Saint of the Day – San Diego de Alcalá de Henares
November 7 is the current feast of St. Didacus, a latinized form of the name Diego. (The traditional feast day was November 12). San Diego (1400 to 1463), was a Franciscan lay brother who exemplified the reform movement of his time. He never learned to read or write and devoted his life to prayer, penance, and the service of the poor and the sick. San Diego’s life is an ironic example of a man who found fame and posterity by renouncing them.
San Diego was born in San Nicolás del Puerto in the province of Sevilla, Spain. As a boy, he served a local hermit, taking on that austere lifestyle and raising vegetables for the poor. At 30, he joined the Franciscans and around 1441 he was sent with a small group to Fuerteventura in the Canary Islands. Despite his lack of education, he became the Guardian of the small convent. Under his leadership and by his example, the observance and piety of the group came to the attention of Pope Eugene IV. San Diego returned to Spain in 1449 and went to Rome in 1450 for the canonization of fellow Franciscan San Bernardino de Siena. There was a severe outbreak of plague in Rome and San Diego became even more highly regarded for his care of the sick and the dying. He lived at Alcalá de Henares from 1456 until his death on November 12, 1463.
San Diego became a reluctant hero, even in death, because of the number of documented miracles that were attributed to him. However, he was not canonized a saint until 1588, due to reforms that the Church was undertaking to remove the lives of the saints from the realm of legend to those of rigorous historical fact. Despite the reformed standards, the holiness of his life and documentation of miracles made his biography similar to those of devotional legend.
San Diego’s wide popularity in the 16th and 17th centuries was emblematic of a major shift in Spanish society. San Diego’s patron, Santiago (Sant Yago – St. James the Apostle), was the patron of Spain and represented her struggle to reconquer Iberia after the Moorish conquest. As Santiago Mata Moros, St. James the Killer of Moors, was a less relevant model as the Reconquest came to a close. San Diego’s example of heroic Christian virtue became a new model of the Christian ideal in the emerging union of the seven kingdoms.

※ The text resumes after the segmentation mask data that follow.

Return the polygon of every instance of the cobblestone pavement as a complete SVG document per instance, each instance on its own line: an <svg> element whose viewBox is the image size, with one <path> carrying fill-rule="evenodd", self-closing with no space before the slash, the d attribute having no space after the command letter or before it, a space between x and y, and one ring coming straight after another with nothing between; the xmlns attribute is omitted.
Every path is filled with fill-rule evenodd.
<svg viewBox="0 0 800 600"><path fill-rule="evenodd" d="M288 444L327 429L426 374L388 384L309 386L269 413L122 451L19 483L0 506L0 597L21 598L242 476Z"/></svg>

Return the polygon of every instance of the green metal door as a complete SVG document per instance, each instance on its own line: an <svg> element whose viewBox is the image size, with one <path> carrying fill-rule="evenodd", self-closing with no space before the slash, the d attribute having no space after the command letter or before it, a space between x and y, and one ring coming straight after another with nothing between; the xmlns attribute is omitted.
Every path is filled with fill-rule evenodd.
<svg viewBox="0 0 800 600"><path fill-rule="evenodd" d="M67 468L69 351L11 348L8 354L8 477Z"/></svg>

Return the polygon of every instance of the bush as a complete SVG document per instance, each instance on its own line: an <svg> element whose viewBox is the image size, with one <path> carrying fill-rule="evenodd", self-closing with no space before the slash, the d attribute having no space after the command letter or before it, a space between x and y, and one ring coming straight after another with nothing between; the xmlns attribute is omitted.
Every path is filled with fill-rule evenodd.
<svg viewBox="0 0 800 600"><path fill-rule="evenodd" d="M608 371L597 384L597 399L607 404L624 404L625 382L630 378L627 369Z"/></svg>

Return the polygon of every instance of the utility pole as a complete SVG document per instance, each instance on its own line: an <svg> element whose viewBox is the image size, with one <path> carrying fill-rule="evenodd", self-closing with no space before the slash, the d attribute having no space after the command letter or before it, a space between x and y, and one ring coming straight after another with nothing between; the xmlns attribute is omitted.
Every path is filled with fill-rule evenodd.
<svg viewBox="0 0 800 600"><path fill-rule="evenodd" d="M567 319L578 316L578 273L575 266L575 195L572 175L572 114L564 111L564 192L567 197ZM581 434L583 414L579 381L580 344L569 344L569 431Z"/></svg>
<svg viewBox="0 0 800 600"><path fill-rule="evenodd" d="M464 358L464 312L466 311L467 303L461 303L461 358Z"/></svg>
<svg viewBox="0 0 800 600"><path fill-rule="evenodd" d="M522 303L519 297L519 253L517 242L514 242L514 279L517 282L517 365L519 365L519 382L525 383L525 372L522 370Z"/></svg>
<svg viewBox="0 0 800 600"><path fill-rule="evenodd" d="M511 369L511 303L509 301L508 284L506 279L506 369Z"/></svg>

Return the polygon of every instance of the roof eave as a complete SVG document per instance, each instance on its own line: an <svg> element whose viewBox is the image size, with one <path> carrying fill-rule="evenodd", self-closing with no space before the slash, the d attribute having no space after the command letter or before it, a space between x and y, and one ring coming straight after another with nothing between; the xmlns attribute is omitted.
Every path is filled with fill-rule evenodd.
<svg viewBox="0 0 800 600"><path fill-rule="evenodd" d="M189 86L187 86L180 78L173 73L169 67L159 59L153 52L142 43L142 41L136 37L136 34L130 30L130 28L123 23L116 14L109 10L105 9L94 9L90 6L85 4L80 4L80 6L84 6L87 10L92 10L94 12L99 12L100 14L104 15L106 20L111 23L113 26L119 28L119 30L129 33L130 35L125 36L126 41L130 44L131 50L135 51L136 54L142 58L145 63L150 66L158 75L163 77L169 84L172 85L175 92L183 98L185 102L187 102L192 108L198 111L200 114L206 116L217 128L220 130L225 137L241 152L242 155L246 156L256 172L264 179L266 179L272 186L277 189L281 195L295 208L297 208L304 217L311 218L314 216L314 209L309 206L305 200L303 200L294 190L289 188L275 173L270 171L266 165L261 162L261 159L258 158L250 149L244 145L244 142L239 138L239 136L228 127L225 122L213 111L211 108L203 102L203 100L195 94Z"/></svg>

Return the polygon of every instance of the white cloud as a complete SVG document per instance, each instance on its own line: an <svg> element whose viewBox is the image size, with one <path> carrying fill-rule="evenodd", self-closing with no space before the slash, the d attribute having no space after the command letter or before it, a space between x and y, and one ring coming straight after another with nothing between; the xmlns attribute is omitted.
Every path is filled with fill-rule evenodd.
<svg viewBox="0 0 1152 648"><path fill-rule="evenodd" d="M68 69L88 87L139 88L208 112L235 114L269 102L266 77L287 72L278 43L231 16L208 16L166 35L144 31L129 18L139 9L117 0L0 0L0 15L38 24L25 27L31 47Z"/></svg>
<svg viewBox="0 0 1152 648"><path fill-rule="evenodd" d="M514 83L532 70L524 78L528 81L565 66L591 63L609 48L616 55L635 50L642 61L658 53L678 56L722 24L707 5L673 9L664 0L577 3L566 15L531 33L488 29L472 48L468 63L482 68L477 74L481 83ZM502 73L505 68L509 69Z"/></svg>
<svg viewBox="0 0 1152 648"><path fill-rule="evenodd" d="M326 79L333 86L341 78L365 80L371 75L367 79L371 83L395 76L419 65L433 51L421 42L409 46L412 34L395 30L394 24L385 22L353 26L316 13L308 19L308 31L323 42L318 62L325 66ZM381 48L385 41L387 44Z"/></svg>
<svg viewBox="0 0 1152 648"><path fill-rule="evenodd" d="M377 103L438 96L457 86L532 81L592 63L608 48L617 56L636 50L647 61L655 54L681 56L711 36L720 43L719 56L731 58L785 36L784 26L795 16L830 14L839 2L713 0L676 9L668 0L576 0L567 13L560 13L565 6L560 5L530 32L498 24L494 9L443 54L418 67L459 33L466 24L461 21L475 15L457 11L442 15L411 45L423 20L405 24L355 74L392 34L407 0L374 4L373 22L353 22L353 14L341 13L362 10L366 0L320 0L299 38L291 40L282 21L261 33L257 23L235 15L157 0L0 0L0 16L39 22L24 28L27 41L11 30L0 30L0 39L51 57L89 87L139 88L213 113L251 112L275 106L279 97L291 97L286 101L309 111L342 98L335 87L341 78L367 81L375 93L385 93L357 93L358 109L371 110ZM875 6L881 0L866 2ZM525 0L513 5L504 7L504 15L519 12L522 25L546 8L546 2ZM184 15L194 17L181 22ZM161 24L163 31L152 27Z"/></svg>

When Sebastián Vizcaíno entered San Miguel Bay in Alta California aboard the San Diego in 1602, he renamed it San Diego Bay, because his men would hear Mass there on November 12. On July 1, 1769, Blessed Junipero Serra would found Mission San Diego de Alcalá on the same bay, the mission which would later give rise to the City of San Diego, California.
Although San Diego now enjoys the obscurity that he sought in life, he should be remembered and celebrated as someone who saw that mysticism and service to the marginalized could not be separated. Spirituality and social justice are the two necessary dimension of meeting and serving the living Christ.